In all fairness, the 18″ of snow we received may have had something to do with my delays as well. Reworking a design post-shoveling is difficult. But developing a to-do list is often a good way to “park on the downhill slope” – to gain momentum so that when I can devote brainspace to this, I’m ready to move on something.

  • Current list:
    • Finish Redish and make content edits
    • Consider revising information architecture based on Redish
    • Recruit a friend to do a few tests on the site – use join.me and have them do some remote testing
    • Possible additions:
      • record a presentation of mine and upload it
      • write up the steps that went into developing this first stage, rather than just the photos in the gallery

Commentary: The first step isn’t making perfection, it’s just making.

In later posts, I’ll talk about why I’m making this shift from one type of research to another, what kind of hopes I have for UX, and how “people interacting with texts” is still the core of what I’m looking at.

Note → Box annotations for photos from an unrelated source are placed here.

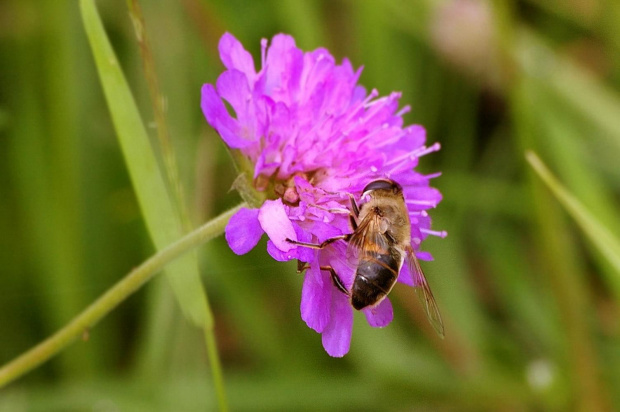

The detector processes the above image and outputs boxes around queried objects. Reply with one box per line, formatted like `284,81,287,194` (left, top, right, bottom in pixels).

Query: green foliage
0,0,620,411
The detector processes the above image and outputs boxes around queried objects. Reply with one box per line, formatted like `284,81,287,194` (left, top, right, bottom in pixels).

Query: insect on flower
201,33,446,357
286,179,444,337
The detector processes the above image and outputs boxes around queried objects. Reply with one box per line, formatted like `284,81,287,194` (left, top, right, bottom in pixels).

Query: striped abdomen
351,248,403,310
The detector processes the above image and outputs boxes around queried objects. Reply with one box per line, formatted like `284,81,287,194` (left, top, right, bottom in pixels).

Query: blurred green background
0,0,620,411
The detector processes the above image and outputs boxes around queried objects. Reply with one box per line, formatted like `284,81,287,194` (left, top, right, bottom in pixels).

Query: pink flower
202,33,445,356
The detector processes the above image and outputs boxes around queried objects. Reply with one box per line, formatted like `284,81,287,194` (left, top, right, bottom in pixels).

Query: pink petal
323,288,353,358
300,268,331,333
396,262,414,287
200,84,252,149
362,298,394,328
258,199,297,252
225,208,263,255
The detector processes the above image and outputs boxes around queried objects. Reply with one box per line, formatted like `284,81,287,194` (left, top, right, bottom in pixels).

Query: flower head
202,33,445,356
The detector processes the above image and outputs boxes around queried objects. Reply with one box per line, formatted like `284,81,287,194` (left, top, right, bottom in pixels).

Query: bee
287,179,444,337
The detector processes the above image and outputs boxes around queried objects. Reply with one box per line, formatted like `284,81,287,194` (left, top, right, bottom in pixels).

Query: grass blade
525,151,620,296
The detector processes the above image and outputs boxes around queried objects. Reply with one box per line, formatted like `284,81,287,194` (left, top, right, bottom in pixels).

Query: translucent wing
406,246,444,338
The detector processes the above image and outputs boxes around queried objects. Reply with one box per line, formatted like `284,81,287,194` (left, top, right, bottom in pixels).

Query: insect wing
407,247,444,338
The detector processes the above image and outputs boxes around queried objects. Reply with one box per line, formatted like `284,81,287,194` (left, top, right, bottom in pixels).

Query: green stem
0,204,245,392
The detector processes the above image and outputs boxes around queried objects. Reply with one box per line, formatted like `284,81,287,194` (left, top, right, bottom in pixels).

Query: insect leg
321,266,349,296
297,260,310,273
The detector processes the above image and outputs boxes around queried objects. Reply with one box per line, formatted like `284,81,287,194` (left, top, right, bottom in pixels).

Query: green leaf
525,151,620,296
80,0,213,328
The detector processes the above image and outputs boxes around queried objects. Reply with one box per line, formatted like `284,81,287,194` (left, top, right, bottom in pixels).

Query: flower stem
0,204,245,392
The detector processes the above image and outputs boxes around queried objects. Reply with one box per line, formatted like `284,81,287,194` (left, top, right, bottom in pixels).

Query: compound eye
362,179,403,193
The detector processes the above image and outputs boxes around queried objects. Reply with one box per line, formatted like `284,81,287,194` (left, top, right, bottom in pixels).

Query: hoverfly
286,179,444,337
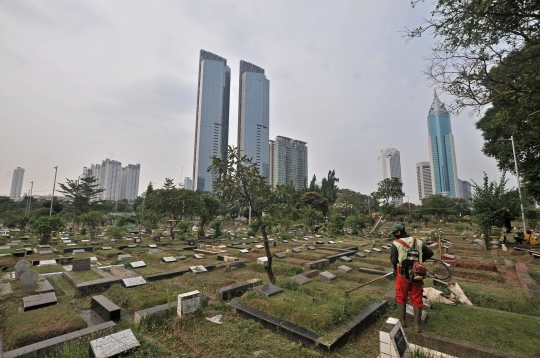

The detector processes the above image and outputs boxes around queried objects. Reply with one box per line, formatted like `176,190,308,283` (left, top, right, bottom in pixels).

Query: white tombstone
176,291,201,317
379,318,411,358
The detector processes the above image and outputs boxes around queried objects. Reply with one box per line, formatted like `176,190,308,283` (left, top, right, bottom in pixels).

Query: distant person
390,224,433,333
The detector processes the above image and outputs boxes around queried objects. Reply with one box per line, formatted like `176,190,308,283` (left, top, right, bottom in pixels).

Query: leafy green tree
298,206,324,232
81,211,107,240
208,146,293,282
144,178,201,238
472,173,520,248
107,227,126,240
30,215,64,245
373,177,405,214
321,170,339,205
299,191,328,214
344,215,367,235
116,216,137,227
59,171,104,216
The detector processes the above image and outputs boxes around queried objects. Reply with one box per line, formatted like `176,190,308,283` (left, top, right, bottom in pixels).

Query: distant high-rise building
120,164,141,202
83,158,141,202
428,93,460,197
238,61,270,182
184,177,193,190
416,162,433,200
269,136,308,190
193,50,231,191
9,167,24,201
458,179,472,200
377,148,403,205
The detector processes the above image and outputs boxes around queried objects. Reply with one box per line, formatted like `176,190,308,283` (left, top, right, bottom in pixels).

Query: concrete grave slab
338,265,352,273
38,260,56,266
23,292,58,312
189,265,208,273
254,283,283,297
122,276,146,288
90,329,140,358
319,271,337,282
176,291,201,317
289,274,312,286
130,261,146,268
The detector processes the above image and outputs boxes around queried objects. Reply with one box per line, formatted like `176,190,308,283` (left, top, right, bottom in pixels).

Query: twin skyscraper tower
192,50,272,191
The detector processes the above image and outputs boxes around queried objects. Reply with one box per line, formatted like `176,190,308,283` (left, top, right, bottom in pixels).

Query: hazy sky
0,0,515,202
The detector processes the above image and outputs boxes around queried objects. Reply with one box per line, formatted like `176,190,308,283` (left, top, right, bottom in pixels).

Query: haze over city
0,1,515,202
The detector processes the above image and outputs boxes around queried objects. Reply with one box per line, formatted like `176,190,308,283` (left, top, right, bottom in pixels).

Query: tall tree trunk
255,213,276,283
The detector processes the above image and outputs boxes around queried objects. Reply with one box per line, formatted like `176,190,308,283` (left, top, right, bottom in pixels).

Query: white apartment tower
83,158,141,202
416,162,433,200
193,50,231,191
377,148,403,205
238,61,270,183
9,167,24,201
269,136,308,190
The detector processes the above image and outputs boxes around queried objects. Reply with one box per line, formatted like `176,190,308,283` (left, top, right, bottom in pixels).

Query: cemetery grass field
0,223,540,358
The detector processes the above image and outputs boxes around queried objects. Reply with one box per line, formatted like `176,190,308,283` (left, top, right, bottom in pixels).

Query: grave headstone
319,271,337,282
90,329,140,358
289,275,312,286
257,256,268,265
21,270,39,293
72,257,91,271
15,260,31,280
189,265,208,273
338,265,352,273
254,283,283,297
130,261,146,268
122,276,146,288
379,318,410,358
176,291,201,317
23,292,58,312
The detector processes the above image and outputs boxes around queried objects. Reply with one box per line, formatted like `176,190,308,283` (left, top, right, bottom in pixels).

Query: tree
144,178,201,238
81,211,107,240
107,227,126,240
208,146,294,283
472,173,520,248
406,0,540,111
299,191,328,214
30,215,64,245
372,177,405,214
298,206,324,232
321,170,339,205
58,171,105,216
407,0,540,201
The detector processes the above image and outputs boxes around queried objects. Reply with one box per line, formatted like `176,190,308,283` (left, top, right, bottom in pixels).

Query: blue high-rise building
428,92,461,197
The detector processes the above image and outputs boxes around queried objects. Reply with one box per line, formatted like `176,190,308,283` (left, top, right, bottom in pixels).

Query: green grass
424,305,540,357
0,295,87,350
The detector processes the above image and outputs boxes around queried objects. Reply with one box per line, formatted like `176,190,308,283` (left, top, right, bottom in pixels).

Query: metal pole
510,136,527,235
49,167,58,216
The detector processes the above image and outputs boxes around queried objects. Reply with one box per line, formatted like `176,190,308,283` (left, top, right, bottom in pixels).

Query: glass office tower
238,61,270,183
192,50,231,191
428,92,460,197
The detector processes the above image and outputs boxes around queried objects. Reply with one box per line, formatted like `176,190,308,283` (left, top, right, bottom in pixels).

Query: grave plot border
62,269,122,297
229,300,388,352
0,321,116,358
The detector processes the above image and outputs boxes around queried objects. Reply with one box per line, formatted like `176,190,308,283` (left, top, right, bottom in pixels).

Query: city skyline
427,92,461,198
192,50,231,191
0,0,510,198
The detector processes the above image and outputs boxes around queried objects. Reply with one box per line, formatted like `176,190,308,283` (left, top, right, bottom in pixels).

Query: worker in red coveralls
390,224,433,333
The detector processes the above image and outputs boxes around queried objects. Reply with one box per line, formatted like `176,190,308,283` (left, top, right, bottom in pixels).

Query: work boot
397,303,407,328
414,307,422,333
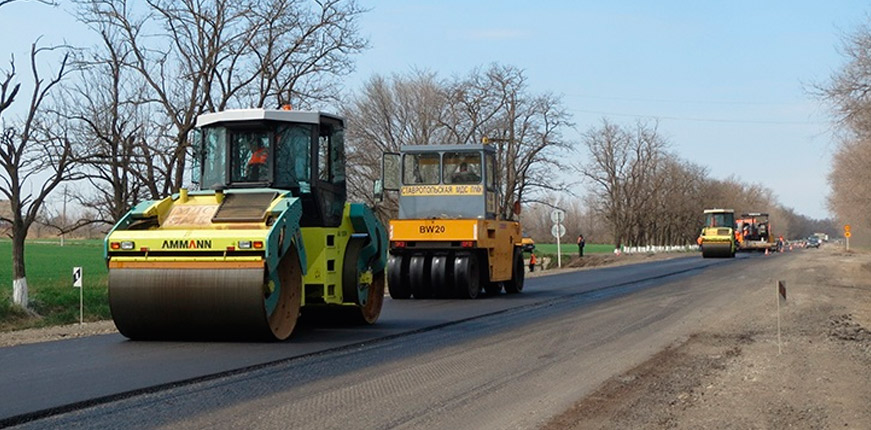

For now, I’m midway through designing this site and trying to populate it with content, and it’s driving me up a wall. Every time I think I can at least try templating one thing, I rethink the decision. I’m not yet sure how to balance the needs of a user who’s just trying to figure out if I’ve used pivot tables with the needs of a user who wants more of a story about how my skills translate.

What is reassuring, however, is that one of the main purposes of this site is to be revised. If I’m going to make this site itself into one of my first UX-specific research projects, then errors aren’t major flaws to be feared – they’re flaws that will be revealed in time.

So thumbnail sketches that are squished, or the Wall O’Post-its, or worries about being too text-based, will have to serve as starting points. They’re okay to start with; not okay to end with. Onward.